“For starters, yes.” She sat down on her bed and looked at me with eyes too wise for an eighteen-year-old. “You need friends, G. I mean, I love that we’re close and can talk about stuff, but you need people your own age, with a little more life experience, to give you advice.”
Truly. The psychology course she was taking was already paying for itself.
“Yeah well… I’m not sure he’d be excited to hear from me at this point. It’s been a long time.”
“I think you should give yourself more credit and give him the chance to make his own decisions.”
“I thought you were supposed to get less annoying the older you got,” I said, running a hand over my face.
“Once again, you were wrong.” She gave me a toothy grin and I laughed. “Call him. Apologize. And then put your stupid house up for sale and move here. You don’t have to stay forever. It might just be good for you to have a change of scenery for a while. You can decide what you want to do next after that.”
There was a burst of noise on her end as her roommate and two other young women came into the room.
“I have to go,” Marley said, leaning closer to the microphone. “I love you, G. Call Cooper!” she yelled, and then she was gone.
Before I had a chance to overthink it or talk myself out of it, I was scrolling through my contacts to Cooper’s number. I hesitated for only a second before I hit the call button. He answered on the second ring.
Chapter 36
Lior
The house was a disaster of boxes and booby traps.
I tripped over the rug I’d rolled and slid under the coffee table the night before, the end of it sticking out just a little too far. Coffee splashed onto my Adidas joggers and I stared down at the wet spot on the taupe-colored fabric, then kept moving toward the kitchen.
Glancing around at the happy space, my chest ached. I had loved this house for so long, it was hard to say goodbye. Part of me wanted to hang onto it. I could come here in the winters… spend Christmas… put my tree in the main floor window like I always had, and like my father had done before me. I could rent it out. Maybe I’d have kids one day and they’d want to live here.
I recalled the many long weekends Addie had spent here before she’d opened her clinic and got so busy. How we’d take the subway into Manhattan and shop all day, and then come back and order take-out and watch movies until we passed out on the couch covered in bits of popcorn and Sweetarts. She was the only person I had let into this space. Well, her and Graham.
My breath hitched, caught on a memory of him in my kitchen giving me that smile of his.
Goddamn that smile.
I felt my wall going up, trying to shut the pain out. “Up here” I heard my mother’s voice call from the deep recesses of my mind.
I shook my head, pushing her voice and the wall away and letting the pain rush through me. It was okay to hurt, Hestia had told me. Hurt leads to healing.

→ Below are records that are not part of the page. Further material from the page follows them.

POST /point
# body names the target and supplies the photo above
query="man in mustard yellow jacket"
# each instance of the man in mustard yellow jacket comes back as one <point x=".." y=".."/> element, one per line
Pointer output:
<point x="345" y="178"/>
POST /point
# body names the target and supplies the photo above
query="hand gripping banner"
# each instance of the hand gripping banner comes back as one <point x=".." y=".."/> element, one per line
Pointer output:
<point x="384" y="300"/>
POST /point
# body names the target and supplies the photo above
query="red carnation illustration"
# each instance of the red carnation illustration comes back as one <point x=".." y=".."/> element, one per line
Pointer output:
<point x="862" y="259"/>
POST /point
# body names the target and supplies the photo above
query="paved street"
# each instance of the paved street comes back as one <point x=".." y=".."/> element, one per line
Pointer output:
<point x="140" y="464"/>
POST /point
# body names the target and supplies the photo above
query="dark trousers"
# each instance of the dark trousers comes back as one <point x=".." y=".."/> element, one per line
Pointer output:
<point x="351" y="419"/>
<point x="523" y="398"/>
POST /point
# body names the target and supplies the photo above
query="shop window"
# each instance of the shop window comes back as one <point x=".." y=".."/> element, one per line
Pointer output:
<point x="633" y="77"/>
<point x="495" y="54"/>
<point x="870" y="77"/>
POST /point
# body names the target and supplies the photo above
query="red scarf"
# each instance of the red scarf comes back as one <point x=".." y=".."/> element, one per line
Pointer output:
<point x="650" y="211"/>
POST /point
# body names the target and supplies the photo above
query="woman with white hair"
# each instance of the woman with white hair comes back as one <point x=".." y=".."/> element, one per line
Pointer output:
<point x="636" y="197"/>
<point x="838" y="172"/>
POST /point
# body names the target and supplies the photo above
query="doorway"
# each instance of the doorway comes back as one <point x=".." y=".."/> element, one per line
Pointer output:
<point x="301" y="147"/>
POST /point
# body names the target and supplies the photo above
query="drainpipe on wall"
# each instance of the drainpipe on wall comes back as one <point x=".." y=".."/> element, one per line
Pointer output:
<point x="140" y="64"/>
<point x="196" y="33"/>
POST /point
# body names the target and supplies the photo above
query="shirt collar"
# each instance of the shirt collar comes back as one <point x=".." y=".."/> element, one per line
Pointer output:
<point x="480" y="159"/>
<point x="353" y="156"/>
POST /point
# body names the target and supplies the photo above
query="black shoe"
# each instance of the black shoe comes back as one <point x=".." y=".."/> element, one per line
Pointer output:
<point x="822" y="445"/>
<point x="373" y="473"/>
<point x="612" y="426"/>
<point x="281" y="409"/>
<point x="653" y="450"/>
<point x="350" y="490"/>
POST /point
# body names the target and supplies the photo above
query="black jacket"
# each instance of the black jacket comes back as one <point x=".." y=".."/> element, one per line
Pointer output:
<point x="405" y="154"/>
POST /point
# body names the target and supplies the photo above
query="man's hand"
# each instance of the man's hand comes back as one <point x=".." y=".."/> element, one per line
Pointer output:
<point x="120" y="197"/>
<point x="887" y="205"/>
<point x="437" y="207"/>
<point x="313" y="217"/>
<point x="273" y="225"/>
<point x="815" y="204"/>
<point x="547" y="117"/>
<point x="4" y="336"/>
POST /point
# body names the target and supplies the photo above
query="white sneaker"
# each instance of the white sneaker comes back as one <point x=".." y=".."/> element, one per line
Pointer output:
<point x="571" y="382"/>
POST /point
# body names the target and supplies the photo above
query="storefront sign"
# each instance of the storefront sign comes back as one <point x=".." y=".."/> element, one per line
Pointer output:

“Pain is how the injury lets itself be known. Tears are it being cleansed. And then the tender scab will cover it and it will slowly begin to heal. Don’t pick at it, don’t cover it up. Let it breathe and do its thing. It will heal quicker that way.”
Tears slid down my cheeks and I let them drip onto my t-shirt. I hated how much I still missed him. He’d barely been in my life, only present for a moment, but he’d made his mark.
“Maybe he was the thing you needed,” Addie had said the week before when she’d called to ask for a grocery list of items she could put in my kitchen before I arrived – so I didn’t have to immediately run to the store and shop.
“What do you mean?” I’d asked.
“To break through these walls you’ve had up for so long. Maybe he was the impetus to a better quality of life. He opened you up and?—”
“Well, that’s a bit personal don’t you think?” I’d said, cutting her off.
She snorted loudly in my ear. “You’re disgusting.” She snickered some more. “And stop trying to distract me. Look, maybe thinking of him in those terms is a good way to help you get over him.”
“I thought you were still holding out hope for us.” Even though I’d told her not to. Repeatedly. And she’d ignored me. Repeatedly. Telling me she knew better.
“Oh, I am. I have a bet going with Alexandra.”
At the mention of her much more austere partner at the clinic, I laughed.
“Alex is too classy to bet on my love life,” I said.